January 30, 2023

Remembering Otto Warmbier

By Robert Collins

January 30, 2023

Just before Christmas 2022, President Joe Biden signed into law the 2023 National Defense Authorization Act, which included the “Otto Warmbier Countering North Korean Censorship and Surveillance Act.” The law “authorizes $10 million annually for the next five years to counter North Korea’s repressive censorship and surveillance state.”

Otto was imprisoned and tortured by the Kim regime for reasons that seem petty to almost all of us, but were taken exceedingly seriously by the Korean Workers’ Party (KWP) and the Ministry of State Security (MSS). Otto died days after being returned to the United States to meet his family, unable to talk due to the torture that the North Korean regime inflicted on him.

The MSS took Otto into custody after he reportedly took down a propaganda poster in the hotel he was staying at. This seems like a minor infraction to us in the West. However, if the poster had the name of Kim Il-sung, Kim Jong-il, or Kim Jong-un on it, this act would be regarded as the worst of all crimes in North Korea—even worse than first-degree murder. This is not only law in North Korea, but most importantly, it is the firm policy of the KWP. Historically, North Koreans have been executed immediately for such an offense.

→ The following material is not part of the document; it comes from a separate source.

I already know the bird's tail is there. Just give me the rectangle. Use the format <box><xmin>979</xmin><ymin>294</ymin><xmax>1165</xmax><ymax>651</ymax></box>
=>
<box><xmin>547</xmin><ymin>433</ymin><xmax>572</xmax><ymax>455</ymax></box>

Any North Korean court official, security officer, or KWP member who fails to respond in the most brutal manner toward an offense against the Supreme Leader would be immediately imprisoned, along with their family members. It is hard to imagine that any government would punish its security personnel for failing to be brutal enough, but this is a fact of political life under the Kim family regime.

Otto had no way of knowing this. His youthful innocence resulted in him being detained by the ye-sim-gwa (pre-trial examination section) of the MSS. These interrogators are notorious for inflicting extremely harsh torture on the accused to extract confessions. There have been plenty of reports about detainees dying during interrogations.

North Korea’s courts, which are driven by party policy and not the rule of law, then issue a sentence based on forced confessions. Detainees are then sent to another detention facility, where they continue to face torture by the guards. The most extreme of these facilities are the Kim regime’s kwan-li-so political prison camps. Testimony on the horrific torture inflicted upon political prison camp detainees is beyond abundant.

Why the torture? In 2005, then-Supreme Leader Kim Jong-il directed security and prison officials to treat those incarcerated in political prison camps and related facilities as “poisonous grass.” He urged those that dealt with the incarcerated to root out the “poisonous grass” to “defend the dictatorship of the proletariat.” Supreme Leader directives are regarded as superior to the law in North Korea. They must be immediately and strictly implemented without hesitation. In other words, those who work in the ye-sim-gwa or the detention facilities must prove themselves loyal to Supreme Leader directives. How so?

Unlike any other country in the world, every North Korean, beginning at the age of nine and until they die, must conduct a public self-evaluation of their adherence to the directives of the Supreme Leaders—Kim Il-sung, Kim Jong-il, and Kim Jong-un—and how their performance falls short of these directives. They must criticize themselves, never compliment themselves. This is referred to as saenghwal chonghwa—lifestyle self-critique. The self-critique is followed by criticism from others.

This is done at least weekly, usually on Saturdays. Records of these self-critiques are kept by the organizational secretary of the KWP committee, which is embedded in every entity in North Korea—party, government, military, economic, or social. These records are transmitted to the all-powerful KWP Organization and Guidance Department (OGD). The OGD assigns a political action officer to manage every organization or regional area, including detention facilities.

There is an OGD political action officer or team of political action officers that monitor the ye-sim-gwa and detention facilities. These officers prepare reports for the Supreme Leader when deemed necessary. Considering how visible Otto’s trial was, it is difficult to believe that the North Korean leadership was not aware of exactly how he was being treated.

How does all of this inform our understanding of what happened to Otto? The interrogators in the ye-sim-gwa and Otto’s incarcerators would have had to admit their inadequate ill-treatment of Otto during self-critique sessions. Their fellow torturers and incarcerators would have had to complain that the official undergoing self-critique was not being brutal enough toward Otto. The brutal treatment of Otto was likely far more severe than that suffered by incarcerated North Koreans.

Many who are incarcerated in North Korea are forced to admit to fabricated charges or testify to some other fiction. Otto was also shown publicly apologizing in court. However, there is no evidence of subsequent cooperation with his torturers. Indeed, it is evident he did not cooperate any further. The North Korean regime would have made it public otherwise. Otto appears to have successfully resisted in a heroic manner, and we should remember him for that.